TO Jenny Moon, the whole business of giving menus to women before men, taking orders from women before men and clearing women’s plates first just didn’t make sense, not in the East Village in 2008.So, as she readied Apiary for its recent opening there, she and other managers told servers not to sweat that sort of thing. And they made sure the restaurant’s order-tracking software followed suit.
At most upscale restaurants such software lets servers note both the position at a table to which a dish is going and whether the diner is female, so the food’s couriers can plot to present dishes in a gender-conscious sequence.
For instance, servers at some restaurants can electronically punch in “L” for “lady.” But Apiary installed its software without that option. Maybe a gentleman’s dish would be set down ahead of his female companion’s. Would anyone really care?
Yes, as Ms. Moon said she learned when reading a customer comment card one night. “Serve ladies first!” it said.
Ms. Moon, one of Apiary’s principal owners, wasn’t moved to change the software. But she did tell servers that they could and should start considering gender, at least sometimes.
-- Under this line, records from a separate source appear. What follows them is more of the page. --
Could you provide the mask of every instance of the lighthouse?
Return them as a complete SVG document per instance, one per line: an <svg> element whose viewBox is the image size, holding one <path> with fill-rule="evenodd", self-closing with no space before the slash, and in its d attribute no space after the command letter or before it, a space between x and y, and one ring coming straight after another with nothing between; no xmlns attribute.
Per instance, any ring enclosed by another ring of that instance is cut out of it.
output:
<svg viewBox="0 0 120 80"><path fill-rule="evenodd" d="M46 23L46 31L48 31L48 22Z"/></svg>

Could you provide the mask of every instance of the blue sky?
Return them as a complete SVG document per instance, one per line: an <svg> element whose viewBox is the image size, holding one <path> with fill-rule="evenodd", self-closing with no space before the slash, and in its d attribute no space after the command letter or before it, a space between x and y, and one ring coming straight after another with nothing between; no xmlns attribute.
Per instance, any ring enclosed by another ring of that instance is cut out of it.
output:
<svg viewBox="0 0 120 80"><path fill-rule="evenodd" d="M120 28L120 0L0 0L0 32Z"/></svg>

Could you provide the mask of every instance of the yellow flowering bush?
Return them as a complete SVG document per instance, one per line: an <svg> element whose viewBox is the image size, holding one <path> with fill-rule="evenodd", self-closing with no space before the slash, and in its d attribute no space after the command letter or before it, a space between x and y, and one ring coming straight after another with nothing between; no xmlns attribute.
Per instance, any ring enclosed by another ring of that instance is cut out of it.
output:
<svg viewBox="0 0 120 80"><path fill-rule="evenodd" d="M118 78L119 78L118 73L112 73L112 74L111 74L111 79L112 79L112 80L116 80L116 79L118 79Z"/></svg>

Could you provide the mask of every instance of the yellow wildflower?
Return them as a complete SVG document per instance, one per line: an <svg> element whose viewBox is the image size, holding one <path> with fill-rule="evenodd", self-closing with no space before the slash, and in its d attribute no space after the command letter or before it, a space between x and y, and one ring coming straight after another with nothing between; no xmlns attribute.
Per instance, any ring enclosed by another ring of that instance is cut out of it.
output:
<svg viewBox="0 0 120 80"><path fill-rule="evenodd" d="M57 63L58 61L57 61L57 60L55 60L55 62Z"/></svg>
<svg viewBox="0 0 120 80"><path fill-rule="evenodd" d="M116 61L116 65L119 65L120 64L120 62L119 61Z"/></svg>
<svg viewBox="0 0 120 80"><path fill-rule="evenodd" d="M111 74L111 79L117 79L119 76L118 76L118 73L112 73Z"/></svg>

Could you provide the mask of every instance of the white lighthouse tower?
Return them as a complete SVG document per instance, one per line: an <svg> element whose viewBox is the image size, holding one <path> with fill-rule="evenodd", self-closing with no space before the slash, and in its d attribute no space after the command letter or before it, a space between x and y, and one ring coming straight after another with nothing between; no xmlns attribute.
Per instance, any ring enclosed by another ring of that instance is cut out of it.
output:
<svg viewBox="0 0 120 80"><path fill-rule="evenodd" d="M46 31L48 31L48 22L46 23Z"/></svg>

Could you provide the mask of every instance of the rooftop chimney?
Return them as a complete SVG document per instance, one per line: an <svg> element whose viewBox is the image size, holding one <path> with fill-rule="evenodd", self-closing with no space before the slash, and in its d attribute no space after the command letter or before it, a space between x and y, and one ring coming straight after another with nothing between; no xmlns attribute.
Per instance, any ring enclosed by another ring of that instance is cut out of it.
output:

“Read the table,” she told them, “and if it seems like they would appreciate ladies being served first, just do it.”
Although the goal in many public places and in much of public life is to treat men and women equally, most upscale restaurants haven’t reached that point.
Then again they haven’t really tried all that hard. They’ve learned that ignoring gender is risky, and often foolish, because men and women approach and respond to restaurants in different ways, looking for different things.
A broad generalization? Absolutely. It’s also nowhere near as true as it once was.
Certain musty rites — chivalrous from one perspective, chauvinistic from another — have faded or disappeared. It’s a rare restaurant that gives menus without prices to women dining with men. And most restaurants no longer steer the “ladies” toward the banquette, assuming they want to face out toward the room.
But most restaurateurs concede that women disproportionately end up there, whether by request or reflex.
And restaurant owners, managers and servers say that in ways that are often laughably clichéd, men and women — viewed as groups, not as individuals — don’t gravitate toward the same dishes, communicate the same priorities or seek the same emotional payoff from dinner out.
All of that is taken into consideration when menus are written, rooms are painted and thermostats set.
“If you’re doing a special event, you want to know how many men, how many women,” said Moriya Bodie, who was a sommelier at Felidia and the wine and beverage director for Lever House.
“It’ll give you a sense of what to order,” she said. “And if it’s going to be a ton of women, make the room warmer. They tend to dress with more skin showing.”
“The truth,” Ms. Bodie continued, “is that there is a difference. And in the service industry, it’s your job to acknowledge it, predict it.”
I’m regularly struck by that difference when friends hit me up for restaurant recommendations.
Men rarely ask me about lighting. Women frequently do, wanting reassurance that it isn’t too bright.Women more often ask if a menu has leaner, healthier options. Men more often ask if they can get a decent steak.